Sayangnya, meskipun kisah nyata dari karakter Richard Kuklinski memiliki banyak sisi penceritaan yang begitu menarik, naskah cerita arahan Ariel Vromen dan Morgan Land sama sekali tidak pernah benar-benar mampu menggali berbagai potensi cerita tersebut dengan baik. Vromen dan Land terasa terlalu tenggelam dalam usaha merunutkan berbagai insiden yang terjadi dalam kehidupan sang karakter utama dan orang-orang yang berada di sekitarnya sehingga lupa untuk memberikan jiwa bagi karakter-karakter tersebut. Pemaksaan untuk menyajikan berbagai sisi kehidupan karakter Richard Kuklinsi tanpa pernah benar-benar mampu menanganinya dengan baik juga terasa pada beberapa plot cerita dan konflik yang hadir dan menghilang begitu saja. Lihat bagaimana The Iceman menghadirkan karakter adik dari Richard Kuklinski, Joseph (Stephen Dorff), pada satu adegan tanpa pernah kemudian memberikan penggalian mendalam pada hubungan karakter Richard dan Joseph maupun latar belakang keluarga mereka. Atau di satu adegan ketika karakter Deborah tiba-tiba mengetahui kalau pekerjaan karakter suaminya tidaklah seperti yang ia ceritakan selama ini. Atau konflik suami istri yang terjadi antara kedua karakter tersebut. Timbul dan tenggelam begitu saja.
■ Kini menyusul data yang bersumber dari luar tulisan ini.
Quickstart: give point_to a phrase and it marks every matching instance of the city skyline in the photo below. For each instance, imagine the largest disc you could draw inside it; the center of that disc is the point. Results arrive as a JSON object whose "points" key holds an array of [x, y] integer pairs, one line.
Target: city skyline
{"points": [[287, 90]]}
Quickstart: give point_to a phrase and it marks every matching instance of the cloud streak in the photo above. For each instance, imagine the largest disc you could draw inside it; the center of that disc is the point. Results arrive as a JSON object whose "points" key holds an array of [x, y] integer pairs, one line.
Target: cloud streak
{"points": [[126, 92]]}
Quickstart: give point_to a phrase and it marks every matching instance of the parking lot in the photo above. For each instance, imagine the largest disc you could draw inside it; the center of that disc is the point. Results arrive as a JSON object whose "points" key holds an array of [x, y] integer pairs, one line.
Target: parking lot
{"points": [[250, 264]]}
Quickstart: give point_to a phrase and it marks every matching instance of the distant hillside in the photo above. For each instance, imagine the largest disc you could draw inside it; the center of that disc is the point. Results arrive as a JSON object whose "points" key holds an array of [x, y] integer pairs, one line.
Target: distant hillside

Untungnya, Vromen mendapatkan jajaran pengisi departemen akting yang benar-benar mampu menghidupkan setiap karakter yang mereka perankan dengan sempurna. Di garda terdepan departemen akting, aktor watak Michael Shannon berhasil memberikan gambaran yang kuat atas sosok seorang pria yang memiliki dua kehidupan yang saling bertolak belakang. Atas akting Shannon yang meyakinkan, penonton akan dapat merasakan betapa dingin dan mengerikannya karakter Richard Kuklinski ketika ia sedang hidup dalam profesinya sebagai seorang pembunuh bayaran namun juga dapat merasakan hangatnya karakter tersebut ketika ia sedang berada di lingkungan keluarga yang mencintainya. Shannon is killing the role in the most spectacular way!
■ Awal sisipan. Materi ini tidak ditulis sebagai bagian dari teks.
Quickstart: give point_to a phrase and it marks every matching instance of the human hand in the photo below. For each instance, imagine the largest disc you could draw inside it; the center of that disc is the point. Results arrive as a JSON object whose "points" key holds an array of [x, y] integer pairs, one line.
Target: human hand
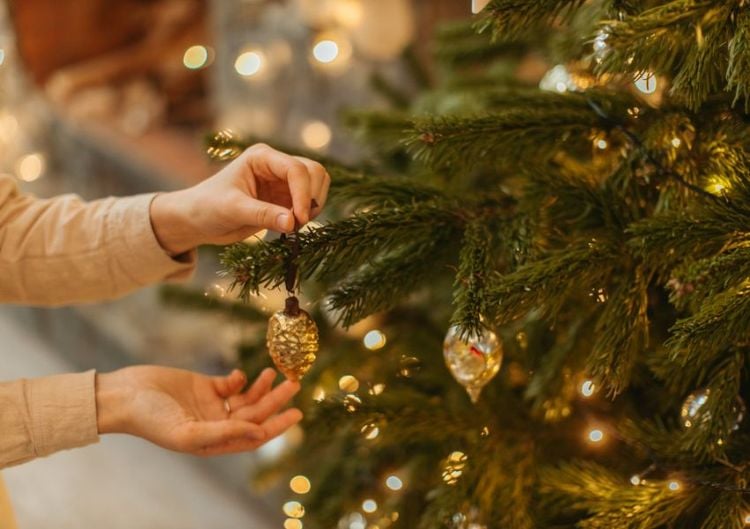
{"points": [[185, 411], [255, 191]]}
Para pemeran pendukung yang hadir di sekitar Shannon juga mampu memperkokoh kualitas departemen akting film ini – meskipun pemilihan beberapa pemeran terasa begitu acak. Lihat bagaimana Chris Evans yang berperan sebagai seorang pembunuh bayaran dengan penampilan yang urakan. Atau David Schwimmer yang tampil hampir tidak dikenali sebagai sosok Josh Rosenthal. Yang paling mengejutkan, tentu saja, kehadiran singkat James Franco yang benar-benar… well… singkat dan mengejutkan. Winona Ryder, Ray Liotta serta Robert Davi juga memberikan penampilan pendukung yang begitu mengesankan. The Iceman juga terlihat begitu meyakinkan dari kualitas produksinya. Tata sinematografi serta tata busana dan kostum mampu memberikan atmosfer masa lalu yang begitu kental di sepanjang presentasi film ini.
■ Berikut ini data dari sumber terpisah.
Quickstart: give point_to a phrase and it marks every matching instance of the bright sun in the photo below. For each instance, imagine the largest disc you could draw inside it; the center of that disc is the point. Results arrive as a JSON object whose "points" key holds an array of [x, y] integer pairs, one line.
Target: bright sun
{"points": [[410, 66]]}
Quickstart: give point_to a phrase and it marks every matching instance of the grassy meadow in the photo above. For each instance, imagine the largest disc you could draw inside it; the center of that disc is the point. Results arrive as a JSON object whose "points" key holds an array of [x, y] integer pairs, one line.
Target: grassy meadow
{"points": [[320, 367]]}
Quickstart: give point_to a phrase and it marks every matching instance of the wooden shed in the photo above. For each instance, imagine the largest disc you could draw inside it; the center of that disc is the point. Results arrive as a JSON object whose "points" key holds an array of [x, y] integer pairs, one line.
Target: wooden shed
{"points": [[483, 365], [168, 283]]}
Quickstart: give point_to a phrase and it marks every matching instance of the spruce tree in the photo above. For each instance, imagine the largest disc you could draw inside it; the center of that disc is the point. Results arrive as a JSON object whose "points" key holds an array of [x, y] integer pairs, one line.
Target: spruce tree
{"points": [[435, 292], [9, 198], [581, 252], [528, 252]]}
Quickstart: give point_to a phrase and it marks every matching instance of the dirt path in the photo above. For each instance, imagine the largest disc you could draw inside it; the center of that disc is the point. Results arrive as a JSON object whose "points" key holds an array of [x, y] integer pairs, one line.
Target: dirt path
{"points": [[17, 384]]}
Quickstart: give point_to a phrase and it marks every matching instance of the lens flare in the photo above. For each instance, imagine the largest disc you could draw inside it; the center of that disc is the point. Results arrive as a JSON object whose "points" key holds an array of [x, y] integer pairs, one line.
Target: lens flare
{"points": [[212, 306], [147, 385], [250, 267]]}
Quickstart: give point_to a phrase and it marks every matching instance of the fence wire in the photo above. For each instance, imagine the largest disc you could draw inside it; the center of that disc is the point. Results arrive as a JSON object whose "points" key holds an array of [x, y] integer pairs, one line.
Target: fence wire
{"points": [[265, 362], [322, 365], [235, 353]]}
Terlepas dari naskah cerita yang kurang begitu mampu menangkap berbagai esensi penceritaan yang lebih kuat dari rangkaian kisah hidup yang begitu menarik dari sosok Richard Kuklinski, The Iceman harus diakui tetap berhasil bercerita dengan cukup lancar berkat penampilan fantastis dari Michael Shannon serta jajaran pengisi departemen akting film ini. Seandainya Ariel Vromen dan Morgan Land mampu memberikan penggalian yang lebih dalam terhadap kisah karakter Richard Kuklinski dalam film ini, mungkin The Iceman akan dapat menceritakan pertarungan emosional sang karakter utamanya dengan lebih meyakinkan sekaligus mampu membuat penonton terkoneksi dengan sisi emosional tersebut. Tidak buruk namun jelas seharusnya dapat tampil lebih kuat lagi.